Visitors to Tate Britain’s next show may be surprised or, possibly, even offended by Rude Britannia.
Put together by some of the country’s best-known cartoonists and comedy writers, the exhibition explores British comic art from the 1600s to the present day.
Brothers Chris and Simon Donald first published Viz 31 years ago from their parents’ home in Jesmond, Newcastle, and it has amused and outraged readers ever since.
Now bosses of the comic will be adding their own work to the exhibition alongside Harry Hill’s Alice in Wonderland illustrations, Donald McGill’s smutty seaside postcards and Guardian cartoonist Steve Bell.

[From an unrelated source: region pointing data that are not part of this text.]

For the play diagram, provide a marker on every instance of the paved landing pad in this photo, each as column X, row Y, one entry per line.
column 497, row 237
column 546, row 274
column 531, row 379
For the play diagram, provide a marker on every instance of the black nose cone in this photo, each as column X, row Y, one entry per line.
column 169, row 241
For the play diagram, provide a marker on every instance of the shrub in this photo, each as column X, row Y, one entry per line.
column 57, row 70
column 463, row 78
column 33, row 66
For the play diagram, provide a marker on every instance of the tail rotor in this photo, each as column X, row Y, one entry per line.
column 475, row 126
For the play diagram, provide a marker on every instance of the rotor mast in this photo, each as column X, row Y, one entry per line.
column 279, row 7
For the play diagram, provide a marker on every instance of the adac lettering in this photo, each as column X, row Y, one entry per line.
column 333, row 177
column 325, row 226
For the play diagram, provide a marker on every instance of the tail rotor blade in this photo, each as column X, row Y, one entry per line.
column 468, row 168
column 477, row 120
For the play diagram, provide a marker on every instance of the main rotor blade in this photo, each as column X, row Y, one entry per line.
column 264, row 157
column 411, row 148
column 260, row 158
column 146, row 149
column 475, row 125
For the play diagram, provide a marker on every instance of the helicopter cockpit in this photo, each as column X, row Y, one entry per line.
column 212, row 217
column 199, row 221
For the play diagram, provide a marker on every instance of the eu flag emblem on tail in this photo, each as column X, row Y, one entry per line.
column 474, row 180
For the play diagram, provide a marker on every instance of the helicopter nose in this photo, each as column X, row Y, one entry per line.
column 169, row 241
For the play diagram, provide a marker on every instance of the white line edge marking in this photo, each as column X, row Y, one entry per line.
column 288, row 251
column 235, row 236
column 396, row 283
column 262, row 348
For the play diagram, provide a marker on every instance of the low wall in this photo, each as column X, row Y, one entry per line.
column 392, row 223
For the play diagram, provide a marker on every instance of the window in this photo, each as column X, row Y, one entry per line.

Simon Thorpe of Viz said: “What we did was make a big comic and blew it up very, very large. We thought they might think it was a little coarse as we are not particularly cultured people, so we drag everything down to our own level and make jokes about the lavatory. In the end, it was just our usual thing that we sent in and so far we haven’t had any complaints or requests to take bits out.
When it is art you can get away with being more rude.” Work from Viz, including Mucky postcards issued in 1996 and the Fat Slags, will be on show at the exhibition, which will run in the gallery on Millbank in Westminster from June 9 until September 5 Starting with the 17th century, the show overs the illustrations of Thomas Rowlandson, the art of Aubrey Beardsley and David Shrigley’s sculptures.
Simon added: “It’s an exhibition about British comic art through history. We are only a very small part of it.
“We’re supposed to be curating part of the exhibition which is divided into various sections.
“There’s the bawdy section and social satire – whatever that is – which is what we’re part of.
“The show is an exploration of humour, but of course not everybody will find everything funny.”
A spokesman for the gallery said: “Tate Britain will collaborate with a host of comic talent to present a ground-breaking exhibition on the role of humour in British visual culture.
“The exhibition will be presented and interpreted by some of the country’s best-known cartoonists and comedy writers.
“Their expertise and opinion will not only offer visitors a fresh take on comic traditions from the 1600s to the present day, but also encourage debate around the wider role of humour in British life.”